One of the main features of all the giant planets of our solar system is the possession of irregular satellites. These objects, that unlike regular satellites, have highly eccentric orbits, and/or are on high orbital inclinations, are thought were captured from bodies that were formed elsewhere in the solar system. The accretional process of the formation of regular satellites in a circumplanetary disk cannot account for the high eccentricity and inclination of the orbits of these bodies.

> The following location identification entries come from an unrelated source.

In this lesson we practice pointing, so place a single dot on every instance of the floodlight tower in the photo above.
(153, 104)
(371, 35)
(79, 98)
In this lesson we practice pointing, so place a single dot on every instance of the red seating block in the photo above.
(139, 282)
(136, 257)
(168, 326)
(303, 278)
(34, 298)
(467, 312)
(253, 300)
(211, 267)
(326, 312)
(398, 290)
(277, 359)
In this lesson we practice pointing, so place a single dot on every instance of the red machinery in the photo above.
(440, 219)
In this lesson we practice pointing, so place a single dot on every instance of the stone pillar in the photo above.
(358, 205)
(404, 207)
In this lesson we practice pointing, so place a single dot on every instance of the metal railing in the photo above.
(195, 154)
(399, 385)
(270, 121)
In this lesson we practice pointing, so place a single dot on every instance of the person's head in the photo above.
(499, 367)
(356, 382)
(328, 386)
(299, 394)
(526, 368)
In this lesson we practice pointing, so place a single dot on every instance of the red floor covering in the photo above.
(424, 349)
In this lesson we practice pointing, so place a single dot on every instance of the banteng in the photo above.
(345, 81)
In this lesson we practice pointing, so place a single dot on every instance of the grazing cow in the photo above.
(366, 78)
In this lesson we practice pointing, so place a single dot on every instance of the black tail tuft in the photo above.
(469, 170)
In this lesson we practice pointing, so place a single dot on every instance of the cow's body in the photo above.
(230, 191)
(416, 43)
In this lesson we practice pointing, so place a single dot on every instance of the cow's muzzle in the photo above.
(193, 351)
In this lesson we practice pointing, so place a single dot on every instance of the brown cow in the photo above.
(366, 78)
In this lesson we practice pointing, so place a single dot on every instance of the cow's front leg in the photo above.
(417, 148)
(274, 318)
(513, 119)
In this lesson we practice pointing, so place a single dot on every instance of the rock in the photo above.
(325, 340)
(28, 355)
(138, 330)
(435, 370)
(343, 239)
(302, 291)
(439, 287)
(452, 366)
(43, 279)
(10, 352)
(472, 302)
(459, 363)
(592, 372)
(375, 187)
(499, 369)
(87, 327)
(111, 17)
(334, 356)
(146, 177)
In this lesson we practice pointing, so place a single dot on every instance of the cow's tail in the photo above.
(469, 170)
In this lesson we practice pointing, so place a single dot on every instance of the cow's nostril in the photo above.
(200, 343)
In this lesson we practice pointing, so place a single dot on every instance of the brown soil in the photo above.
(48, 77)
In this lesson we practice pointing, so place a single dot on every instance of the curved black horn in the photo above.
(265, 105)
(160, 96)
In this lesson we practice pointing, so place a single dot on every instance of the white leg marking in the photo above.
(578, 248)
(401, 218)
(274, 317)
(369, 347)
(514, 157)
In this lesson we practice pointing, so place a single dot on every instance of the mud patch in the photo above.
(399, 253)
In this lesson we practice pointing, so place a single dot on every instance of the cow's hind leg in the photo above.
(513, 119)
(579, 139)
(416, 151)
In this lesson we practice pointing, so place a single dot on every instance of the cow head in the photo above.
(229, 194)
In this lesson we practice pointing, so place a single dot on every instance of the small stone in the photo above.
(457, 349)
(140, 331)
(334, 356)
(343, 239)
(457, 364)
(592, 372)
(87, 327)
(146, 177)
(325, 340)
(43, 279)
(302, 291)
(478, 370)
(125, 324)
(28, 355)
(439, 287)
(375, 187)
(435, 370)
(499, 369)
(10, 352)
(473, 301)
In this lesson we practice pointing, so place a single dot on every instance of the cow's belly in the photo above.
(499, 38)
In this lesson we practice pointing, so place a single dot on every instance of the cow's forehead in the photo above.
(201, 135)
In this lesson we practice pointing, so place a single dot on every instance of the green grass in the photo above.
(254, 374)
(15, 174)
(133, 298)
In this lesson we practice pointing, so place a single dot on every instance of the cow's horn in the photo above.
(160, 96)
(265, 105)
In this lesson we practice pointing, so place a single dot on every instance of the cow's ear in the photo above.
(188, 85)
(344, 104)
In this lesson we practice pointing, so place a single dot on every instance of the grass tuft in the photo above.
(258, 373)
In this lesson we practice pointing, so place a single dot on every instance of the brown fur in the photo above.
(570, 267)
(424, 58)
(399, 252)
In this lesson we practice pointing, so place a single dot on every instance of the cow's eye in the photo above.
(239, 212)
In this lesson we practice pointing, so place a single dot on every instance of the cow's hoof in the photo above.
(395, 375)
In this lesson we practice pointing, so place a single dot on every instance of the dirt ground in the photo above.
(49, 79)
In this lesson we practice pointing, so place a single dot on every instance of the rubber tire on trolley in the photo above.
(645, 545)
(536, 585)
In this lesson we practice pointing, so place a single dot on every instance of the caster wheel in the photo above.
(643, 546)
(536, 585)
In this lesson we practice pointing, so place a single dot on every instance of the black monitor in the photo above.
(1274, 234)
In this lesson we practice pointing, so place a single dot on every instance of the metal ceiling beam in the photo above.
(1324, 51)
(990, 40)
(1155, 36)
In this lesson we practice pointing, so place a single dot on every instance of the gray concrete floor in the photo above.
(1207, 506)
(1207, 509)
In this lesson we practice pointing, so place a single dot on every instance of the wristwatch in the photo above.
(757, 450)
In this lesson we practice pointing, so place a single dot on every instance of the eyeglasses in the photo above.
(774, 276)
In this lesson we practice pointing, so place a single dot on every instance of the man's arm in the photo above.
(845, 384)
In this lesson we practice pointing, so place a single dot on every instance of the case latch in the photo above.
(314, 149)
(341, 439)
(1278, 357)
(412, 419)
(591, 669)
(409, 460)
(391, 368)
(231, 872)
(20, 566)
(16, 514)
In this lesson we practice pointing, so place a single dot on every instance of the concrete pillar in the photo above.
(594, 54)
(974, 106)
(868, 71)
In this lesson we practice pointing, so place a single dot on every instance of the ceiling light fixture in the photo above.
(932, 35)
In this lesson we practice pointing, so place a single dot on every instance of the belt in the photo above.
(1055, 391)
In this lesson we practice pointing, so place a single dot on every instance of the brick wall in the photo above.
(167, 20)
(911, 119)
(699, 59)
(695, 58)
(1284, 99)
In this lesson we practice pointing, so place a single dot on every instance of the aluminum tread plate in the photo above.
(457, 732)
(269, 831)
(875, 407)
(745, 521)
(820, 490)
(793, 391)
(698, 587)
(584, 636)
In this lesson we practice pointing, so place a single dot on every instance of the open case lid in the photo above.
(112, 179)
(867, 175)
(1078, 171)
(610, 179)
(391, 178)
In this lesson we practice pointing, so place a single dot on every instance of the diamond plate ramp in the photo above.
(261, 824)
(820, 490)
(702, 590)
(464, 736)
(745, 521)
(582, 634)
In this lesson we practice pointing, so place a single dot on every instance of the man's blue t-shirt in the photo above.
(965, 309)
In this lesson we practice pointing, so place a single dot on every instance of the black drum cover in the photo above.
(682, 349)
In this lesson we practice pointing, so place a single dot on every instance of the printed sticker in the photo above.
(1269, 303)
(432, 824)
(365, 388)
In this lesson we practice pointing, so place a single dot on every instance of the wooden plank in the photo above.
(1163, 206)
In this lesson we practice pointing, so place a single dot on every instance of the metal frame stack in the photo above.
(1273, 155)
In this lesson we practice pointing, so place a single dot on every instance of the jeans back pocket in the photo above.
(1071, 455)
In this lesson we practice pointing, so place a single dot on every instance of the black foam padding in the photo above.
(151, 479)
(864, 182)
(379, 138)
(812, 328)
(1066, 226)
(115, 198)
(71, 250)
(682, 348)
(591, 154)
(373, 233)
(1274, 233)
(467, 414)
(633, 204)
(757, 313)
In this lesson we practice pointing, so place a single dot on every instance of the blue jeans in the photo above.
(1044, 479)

Thanks to the wide field CCD devices, during the past few years, a wave of discoveries was made which resulted in an unprecedented increase in the number of detected irregular satellites. The results of these observations have revealed many new features and characteristics of these objects. Mauna Kea survey observations of Jovian irregulars have, for instance, indicated that the region between Callisto (the outermost regular satellite at semimajor axis of ~26 Jupiter-radii) and Themisto (the innermost Jovian irregular at approximately 100 Jupiter-radii), is devoid of small objects. An explanation for this observation may lie in the dynamical nature of small bodies in this region. That is, these objects may be intrinsically unstable. To examine this scenario, in collaboration with David Jewitt from NAI/Hawaii, N. Haghighipour initiated an extensive numerical study of the orbital stability of small bodies in the region between 30 to 80 Jupiter-radii. We simulated the dynamics of a large battery of small objects and mapped their parameter-space for different values of their semimajor axes, eccentricities, and orbital inclinations. Results indicate that this region is indeed intrinsically unstable. However, the lifetimes of objects vary with their orbital eccentricities and inclinations. These results also make possible identifying the most viable capture mechanism of irregular satellites, and have applicability in furthering our understanding of outer planets formation history.